On the Waterfront is no exception. The idea of the screenplay, written by Budd Schulberg, was formed after The New York Sun put out an expose series about a 1948 murder of a hiring boss on the New York waterfront. The stories, reported by Malcolm Johnson, explained the corruption, extortion, and killings of everyday life on the waterfront. The protagonist of the film, Terry Malloy, played by Marlon Brando, is an ex-prizefighter who becomes a longshoreman. His character is based on real-life longshoreman Anthony DiVincenzo, who recounted his story to writer Budd Schulberg. This is not a typical mob-story. It deals with the Waterfront Crime Commision, was filmed on location around the docks of Hoboken, New Jersey, and alludes to issues of loyalty and truth within post-war American society.
The beginning jumps right into all the action. Under Johnny Friendly’s job, Terry Malloy lures Joey Doyle to the rooftop, where two of Johnny’s men force him to jump, so the city considers it a suicide. Terry resents his position, but can’t do anything about it as long as Johnny remains in power. Edie, Joey’s sister, accompanied by Pop and Father Barry, wants to find out the truth of his death. Terry is approached by investigators, but claims to know nothing. At the pierguard, longshoremen fight for tabs, where Terry and Edie meet. Father Barry suggests for the union to meet in the church.
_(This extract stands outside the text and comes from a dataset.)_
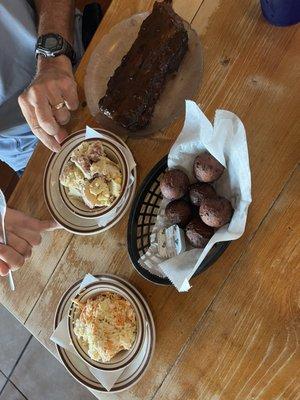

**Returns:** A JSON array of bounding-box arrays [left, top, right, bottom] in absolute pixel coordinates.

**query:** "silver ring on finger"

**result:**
[[52, 101, 66, 110]]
Terry joins the congregation to find out more information.
The story continues so that Father Barry, Edie, and Terry are all involved in the longshoremen’s confrontations and the revenge for truth. It is said that the film is Kazan’s justification for his decision to testify before the House of Un-American Activities Committee. Considering the tension in America regarding HUAC confessions and the loyalty of those who refused to name names, the film is a bold and controversial statement. Does this hidden agenda corrupt the film? Whether one agrees or disagrees, the film’s statement is loud and clear, the direction and cinematography incredible, and the story itself invigorating and fascinating in its American historical value.
Out of the eleven Oscar nominations, the film received eight Academy Awards for Best Picture, Best Actor, Best Director, Best Screenplay, Best Supporting Actress, Best Cinematography, Best Art Direction, and Film Editing.